Brief description
Straight to sub-concave profile animals and medium sized. Average weight is 560 kg for females and 850 kg for males. The average height up to the withers is 132 cm for females and 138 cm for males.
Their coat is chestnut-coloured, with darker variations in oxen and lighter in steers. Darker colours are never missing in the limbs and extremities, but they are also intensely distributed around the various regions of the body giving rise to a varied presentation of the characteristics. Typical characteristics of this breed include lighter hairy, slightly sloping formations on the forehead, "mane", and the outer ear, "hanging". Short hooked horns with half moons in males, and longer in females, on which they sprout in front of the protruding line of the head, they grow sideways and then forward and up, to then make a wide spiral and end with the tips facing backwards. They are pearly coloured on the base and stem, with darkened tips. They have large, hairy ears.
Origin of the breed
The Vianesa breed is located in the "Terra do Bolo", in the west of the province of Ourense, bordering Sanabria (Zamora) and spreading out towards the Mounts of "Invernadoiro" and the Sierra de Queixa.

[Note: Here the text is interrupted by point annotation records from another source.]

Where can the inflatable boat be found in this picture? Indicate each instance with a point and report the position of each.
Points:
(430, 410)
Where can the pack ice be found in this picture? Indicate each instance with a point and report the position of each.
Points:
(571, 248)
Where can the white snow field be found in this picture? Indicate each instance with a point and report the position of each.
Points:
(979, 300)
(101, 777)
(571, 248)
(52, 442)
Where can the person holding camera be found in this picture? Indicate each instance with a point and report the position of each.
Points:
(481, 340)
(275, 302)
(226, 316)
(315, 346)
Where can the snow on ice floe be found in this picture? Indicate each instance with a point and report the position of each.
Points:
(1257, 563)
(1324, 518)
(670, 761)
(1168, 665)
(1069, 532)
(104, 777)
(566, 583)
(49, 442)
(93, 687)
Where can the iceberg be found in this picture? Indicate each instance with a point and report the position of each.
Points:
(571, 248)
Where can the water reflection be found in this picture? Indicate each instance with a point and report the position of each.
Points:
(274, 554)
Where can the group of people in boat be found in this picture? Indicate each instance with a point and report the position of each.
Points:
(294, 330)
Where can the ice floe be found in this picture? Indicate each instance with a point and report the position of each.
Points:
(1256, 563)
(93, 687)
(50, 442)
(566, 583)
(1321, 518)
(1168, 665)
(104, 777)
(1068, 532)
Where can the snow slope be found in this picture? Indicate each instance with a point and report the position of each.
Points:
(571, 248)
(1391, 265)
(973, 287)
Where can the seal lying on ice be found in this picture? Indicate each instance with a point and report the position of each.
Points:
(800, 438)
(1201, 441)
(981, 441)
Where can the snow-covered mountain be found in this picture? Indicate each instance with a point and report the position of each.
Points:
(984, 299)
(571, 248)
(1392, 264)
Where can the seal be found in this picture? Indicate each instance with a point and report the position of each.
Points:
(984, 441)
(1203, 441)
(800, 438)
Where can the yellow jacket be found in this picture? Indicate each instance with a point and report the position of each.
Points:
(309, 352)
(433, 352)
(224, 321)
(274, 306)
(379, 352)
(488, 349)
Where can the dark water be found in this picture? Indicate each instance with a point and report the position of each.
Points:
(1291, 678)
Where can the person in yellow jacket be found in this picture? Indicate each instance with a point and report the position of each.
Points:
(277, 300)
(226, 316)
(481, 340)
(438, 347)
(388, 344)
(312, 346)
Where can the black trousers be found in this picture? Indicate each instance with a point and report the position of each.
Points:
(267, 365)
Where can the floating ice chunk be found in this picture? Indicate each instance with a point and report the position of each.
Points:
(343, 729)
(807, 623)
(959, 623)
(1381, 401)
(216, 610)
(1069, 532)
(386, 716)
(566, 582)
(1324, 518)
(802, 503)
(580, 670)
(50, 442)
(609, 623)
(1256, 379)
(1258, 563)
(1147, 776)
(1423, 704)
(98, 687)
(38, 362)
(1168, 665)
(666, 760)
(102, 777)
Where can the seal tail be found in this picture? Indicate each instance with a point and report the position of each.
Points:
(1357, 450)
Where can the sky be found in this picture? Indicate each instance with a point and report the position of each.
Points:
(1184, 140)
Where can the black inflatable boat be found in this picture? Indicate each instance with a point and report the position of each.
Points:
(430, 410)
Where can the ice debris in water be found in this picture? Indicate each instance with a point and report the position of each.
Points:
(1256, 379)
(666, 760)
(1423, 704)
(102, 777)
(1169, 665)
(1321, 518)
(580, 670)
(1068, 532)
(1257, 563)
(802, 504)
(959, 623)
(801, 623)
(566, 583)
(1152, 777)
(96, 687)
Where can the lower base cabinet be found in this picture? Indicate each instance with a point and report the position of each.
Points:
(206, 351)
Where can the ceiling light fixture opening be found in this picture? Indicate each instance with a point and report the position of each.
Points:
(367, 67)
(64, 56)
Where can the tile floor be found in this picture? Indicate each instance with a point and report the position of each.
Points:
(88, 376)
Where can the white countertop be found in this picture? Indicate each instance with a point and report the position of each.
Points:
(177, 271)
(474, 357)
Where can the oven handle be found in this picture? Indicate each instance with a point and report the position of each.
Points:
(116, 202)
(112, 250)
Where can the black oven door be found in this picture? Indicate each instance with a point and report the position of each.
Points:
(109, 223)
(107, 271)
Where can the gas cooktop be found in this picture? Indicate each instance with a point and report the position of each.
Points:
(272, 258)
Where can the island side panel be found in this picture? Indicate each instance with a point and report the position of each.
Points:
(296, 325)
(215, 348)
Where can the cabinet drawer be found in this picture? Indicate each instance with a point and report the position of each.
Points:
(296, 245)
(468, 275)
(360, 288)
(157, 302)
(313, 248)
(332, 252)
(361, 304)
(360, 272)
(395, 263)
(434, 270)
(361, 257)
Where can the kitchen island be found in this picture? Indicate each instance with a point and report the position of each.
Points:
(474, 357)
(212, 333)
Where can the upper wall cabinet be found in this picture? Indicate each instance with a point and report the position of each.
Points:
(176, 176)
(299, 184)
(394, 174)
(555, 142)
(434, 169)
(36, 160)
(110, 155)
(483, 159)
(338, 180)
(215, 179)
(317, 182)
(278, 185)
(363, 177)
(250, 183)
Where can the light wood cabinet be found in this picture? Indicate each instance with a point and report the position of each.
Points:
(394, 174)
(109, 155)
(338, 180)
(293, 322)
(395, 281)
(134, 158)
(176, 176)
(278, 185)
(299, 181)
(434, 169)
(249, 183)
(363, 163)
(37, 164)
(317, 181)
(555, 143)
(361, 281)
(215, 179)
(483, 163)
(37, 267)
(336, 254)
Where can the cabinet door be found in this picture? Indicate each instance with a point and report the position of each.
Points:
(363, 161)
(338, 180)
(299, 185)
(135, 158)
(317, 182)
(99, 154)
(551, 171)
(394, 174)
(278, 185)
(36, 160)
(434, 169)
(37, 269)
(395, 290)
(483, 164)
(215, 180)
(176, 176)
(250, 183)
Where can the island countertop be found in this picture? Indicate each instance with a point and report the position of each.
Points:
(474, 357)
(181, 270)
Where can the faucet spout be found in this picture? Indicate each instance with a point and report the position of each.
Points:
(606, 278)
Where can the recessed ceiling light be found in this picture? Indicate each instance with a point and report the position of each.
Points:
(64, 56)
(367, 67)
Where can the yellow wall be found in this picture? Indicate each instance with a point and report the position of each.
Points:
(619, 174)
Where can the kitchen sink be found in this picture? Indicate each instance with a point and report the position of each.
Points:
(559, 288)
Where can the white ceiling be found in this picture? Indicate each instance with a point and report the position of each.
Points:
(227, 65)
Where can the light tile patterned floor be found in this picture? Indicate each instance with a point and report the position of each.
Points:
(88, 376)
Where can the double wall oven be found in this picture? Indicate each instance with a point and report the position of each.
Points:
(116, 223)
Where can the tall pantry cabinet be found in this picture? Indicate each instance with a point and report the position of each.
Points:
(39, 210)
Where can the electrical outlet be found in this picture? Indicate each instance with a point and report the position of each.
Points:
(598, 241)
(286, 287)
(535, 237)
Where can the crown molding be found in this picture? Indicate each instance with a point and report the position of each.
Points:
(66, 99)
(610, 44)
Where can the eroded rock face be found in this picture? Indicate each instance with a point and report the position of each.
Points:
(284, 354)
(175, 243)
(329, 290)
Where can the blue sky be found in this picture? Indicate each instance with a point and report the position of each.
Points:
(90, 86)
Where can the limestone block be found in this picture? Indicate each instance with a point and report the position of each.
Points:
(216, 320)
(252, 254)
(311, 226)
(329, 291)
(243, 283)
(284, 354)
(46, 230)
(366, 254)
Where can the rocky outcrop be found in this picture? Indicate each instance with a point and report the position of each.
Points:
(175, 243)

The orographic conditions of this region, the most mountainous in the province, make agricultural mechanisation difficult and allow traditional farming systems to be maintained, needing animals greatly adapted to the environment, a fact which makes the Vianesa breed maintain the greatest census of all the Galician Browns.
Census
(on 31/12/2007): 1.362 animals.
Number of herds or farms (on 31/12/2007): 72.
Productive ability
The most appreciated quality of this breed is its rusticity, which allows its perfect adaptation to the mountainous environment that surround it, to which must be added the condition of a good dairy cow, which is converted into a high rate of growth of the steers, from which extremely high quality meat is produced.